The first thing I think you need to know is the timeline for
this. Mailings will start going out on
March 12, so it will begin soon. April 1 is considered Census Day; by that
date, you should have gotten mail that directs you to fill out the census,
unless you get your mail at a post office box.
Whether you fill out your census before, on, or after that day, you
should base your answers on where you live on April 1; if you’re a snowbird,
use the address where you live for more than six months of the year. Between May and July, census workers will
visit the homes of people who have not yet filled out their census another way.
The big change this year is that the census can be done
online. You will get a mailing with a
code that you can use to fill out the form online at the 2020census.gov
website. If you would like to fill out
the census online but you don’t have internet access, you can come to a public
library to use a computer. All four
libraries in Meeker County (Litchfield, Dassel, Grove City, and Cosmos) are
registered to be Questionnaire Assistance Centers, which means that our staff
will have gone through basic training to
help you and that we have public computers available for you to use to
complete your form.
If you don’t feel comfortable filling out your census online,
you have options. You will be able to
request a printed form or a visit from a census employee if you would prefer
that. You will be able to call the
official census number to give your answers over the phone. If you wait a few weeks without filling it
out online, a paper form will automatically be mailed to you (again, only if
you get your mail at home instead of at a PO box). And if you don’t fill it out either online or
by mail, a census worker will visit you in May or later, just like census workers
visited your great-grandparents, if they lived in the United States back
then.
Be careful to check that the website you go to is a .gov
address, so that it’s legitimate. You
will not get an email asking you to fill out the census, so don’t follow links
in any emails that claim to be from the census.
The Census Bureau will not call you to ask you to fill out the census,
although they may call you to follow up on questions you didn’t answer. Look carefully at the printed form you get to
be sure it’s really the census. And look
at the badge that a census worker is wearing if they visit your home. If you want to confirm that someone who comes
to your door is a local census worker, you can call 800-923-8282 to check.
The Census Bureau will never ask for your Social Security
number, your bank account or credit card numbers, money, or donations. They will not ask anything about your
political views or include information about a political party.
There will not be a long form for the census this year, so you
will not get a long list of detailed questions.

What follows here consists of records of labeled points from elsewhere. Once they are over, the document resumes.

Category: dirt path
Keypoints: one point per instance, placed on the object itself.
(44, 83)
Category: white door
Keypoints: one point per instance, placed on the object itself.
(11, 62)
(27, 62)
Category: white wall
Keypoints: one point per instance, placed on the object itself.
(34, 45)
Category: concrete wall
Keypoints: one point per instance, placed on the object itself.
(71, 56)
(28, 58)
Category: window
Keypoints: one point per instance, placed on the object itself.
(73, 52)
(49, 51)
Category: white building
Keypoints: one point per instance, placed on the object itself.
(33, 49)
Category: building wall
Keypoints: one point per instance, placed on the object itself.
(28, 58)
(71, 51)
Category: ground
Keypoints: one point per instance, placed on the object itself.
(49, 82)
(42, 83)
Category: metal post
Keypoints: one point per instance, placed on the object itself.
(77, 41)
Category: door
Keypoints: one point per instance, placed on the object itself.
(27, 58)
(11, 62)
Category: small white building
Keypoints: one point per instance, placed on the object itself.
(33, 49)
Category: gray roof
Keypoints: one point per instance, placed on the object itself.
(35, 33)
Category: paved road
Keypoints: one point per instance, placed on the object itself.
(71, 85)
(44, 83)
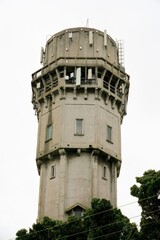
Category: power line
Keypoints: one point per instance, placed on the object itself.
(108, 210)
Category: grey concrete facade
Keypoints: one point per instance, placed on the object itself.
(80, 97)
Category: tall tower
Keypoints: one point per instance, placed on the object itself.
(79, 96)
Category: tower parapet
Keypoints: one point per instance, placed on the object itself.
(80, 96)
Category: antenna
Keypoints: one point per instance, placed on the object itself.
(87, 22)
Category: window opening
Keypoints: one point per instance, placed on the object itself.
(53, 171)
(109, 133)
(49, 132)
(79, 127)
(104, 172)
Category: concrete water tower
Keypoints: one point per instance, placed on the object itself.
(79, 96)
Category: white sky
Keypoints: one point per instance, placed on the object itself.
(24, 28)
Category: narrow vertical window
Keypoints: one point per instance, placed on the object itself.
(79, 127)
(53, 171)
(49, 132)
(104, 172)
(109, 133)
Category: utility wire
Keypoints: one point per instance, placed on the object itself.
(108, 210)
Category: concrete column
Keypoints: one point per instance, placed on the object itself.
(94, 174)
(62, 183)
(42, 192)
(113, 186)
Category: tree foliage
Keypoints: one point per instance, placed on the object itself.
(101, 221)
(147, 192)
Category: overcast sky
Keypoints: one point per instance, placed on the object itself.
(24, 28)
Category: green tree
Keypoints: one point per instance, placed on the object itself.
(147, 192)
(100, 221)
(108, 223)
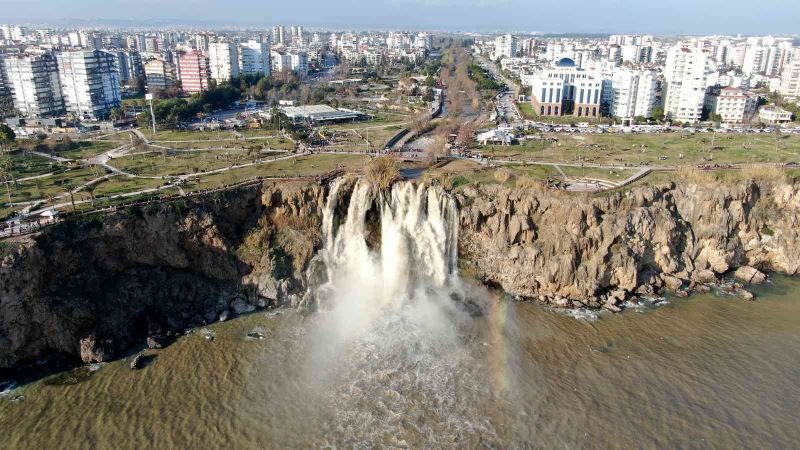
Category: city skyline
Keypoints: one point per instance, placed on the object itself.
(605, 16)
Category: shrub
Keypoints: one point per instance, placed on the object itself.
(383, 172)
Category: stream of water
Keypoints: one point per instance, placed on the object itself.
(394, 358)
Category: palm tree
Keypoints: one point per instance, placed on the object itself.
(90, 190)
(70, 186)
(5, 172)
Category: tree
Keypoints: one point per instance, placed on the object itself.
(117, 114)
(658, 114)
(5, 172)
(7, 137)
(90, 190)
(70, 187)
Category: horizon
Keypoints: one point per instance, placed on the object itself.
(684, 18)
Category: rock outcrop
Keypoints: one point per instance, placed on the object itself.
(93, 287)
(601, 250)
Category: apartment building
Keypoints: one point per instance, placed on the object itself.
(790, 77)
(129, 64)
(687, 76)
(774, 115)
(90, 83)
(634, 93)
(223, 59)
(732, 104)
(566, 91)
(290, 61)
(195, 73)
(254, 58)
(505, 46)
(160, 75)
(34, 85)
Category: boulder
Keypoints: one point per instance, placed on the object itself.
(137, 362)
(750, 275)
(158, 341)
(704, 276)
(672, 283)
(94, 349)
(745, 294)
(240, 306)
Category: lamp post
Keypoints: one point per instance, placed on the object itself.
(149, 98)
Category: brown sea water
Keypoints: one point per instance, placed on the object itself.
(705, 372)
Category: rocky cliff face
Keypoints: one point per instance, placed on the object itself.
(574, 250)
(95, 286)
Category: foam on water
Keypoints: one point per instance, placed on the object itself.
(389, 337)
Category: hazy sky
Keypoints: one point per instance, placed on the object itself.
(581, 16)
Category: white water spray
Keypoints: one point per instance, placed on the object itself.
(417, 251)
(389, 340)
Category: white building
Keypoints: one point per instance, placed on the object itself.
(159, 74)
(790, 77)
(566, 90)
(634, 93)
(290, 61)
(223, 59)
(688, 74)
(505, 46)
(731, 104)
(774, 115)
(254, 58)
(90, 83)
(33, 82)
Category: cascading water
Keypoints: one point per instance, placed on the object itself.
(390, 335)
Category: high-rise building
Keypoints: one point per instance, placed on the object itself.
(160, 75)
(33, 82)
(90, 83)
(254, 58)
(566, 90)
(505, 46)
(688, 74)
(731, 104)
(201, 42)
(129, 64)
(290, 61)
(150, 44)
(223, 59)
(634, 93)
(278, 34)
(195, 73)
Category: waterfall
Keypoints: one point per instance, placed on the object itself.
(387, 342)
(418, 244)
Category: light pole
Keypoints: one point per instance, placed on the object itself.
(149, 97)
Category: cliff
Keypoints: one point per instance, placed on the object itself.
(94, 287)
(574, 250)
(97, 285)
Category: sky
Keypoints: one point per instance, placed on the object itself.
(665, 17)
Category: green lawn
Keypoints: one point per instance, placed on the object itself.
(44, 188)
(187, 135)
(654, 149)
(121, 185)
(180, 163)
(303, 166)
(87, 149)
(28, 165)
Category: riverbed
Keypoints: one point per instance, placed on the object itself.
(707, 371)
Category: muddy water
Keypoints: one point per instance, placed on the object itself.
(704, 372)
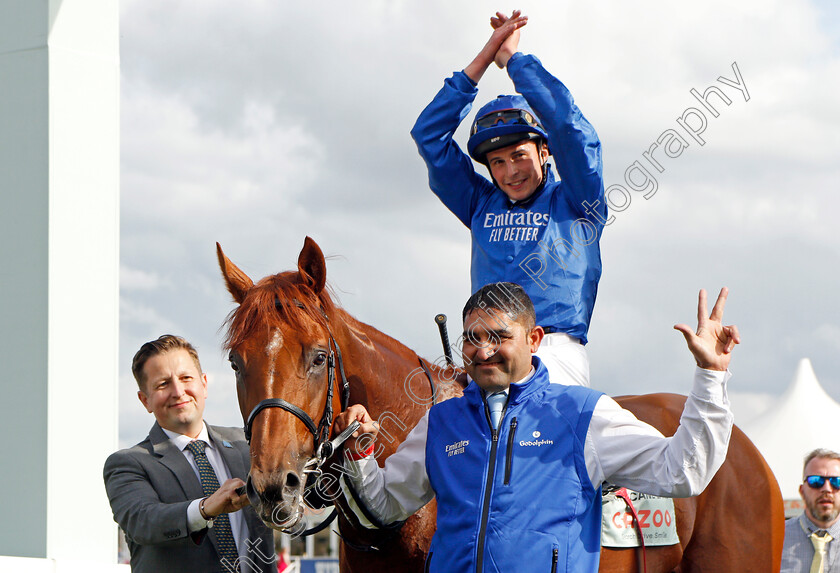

Everyone will get about ten simple questions about their address, the
names of people who live in their home, their relationships to the person
filling it out, their ages, and their race and ethnicity. There is not a citizenship question on the
census, and it is up to you to answer the questions as you choose and even to
skip some, although skipping questions will likely lead to a census employee
following up with you.
The individual information you enter on the census is
protected data. The Census Bureau cannot
share those details with anyone, even other parts of the federal government,
for 72 years. In 72 years, or 172 years,
your descendants may be grateful for the details about you that they can
access. In the meantime, no one can see
it.
I’ve been through several trainings about this year’s
census, and I’ve met with the committee that’s working to get a complete count
of Meeker County. I am not a census
employee, and the rest of the library staff are not either. But we will be glad to help you find the
information you need about the census, even if sometimes that’s just finding
the best way to put you in touch with the experts at the census helpline.
I know it can be scary to share your personal information,
and that it can be intimidating to know how to fill out the census. But it is essential to our community, and you
can fill it out in the way you prefer. Stop
in to talk to me at the library if you have questions. Everyone counts!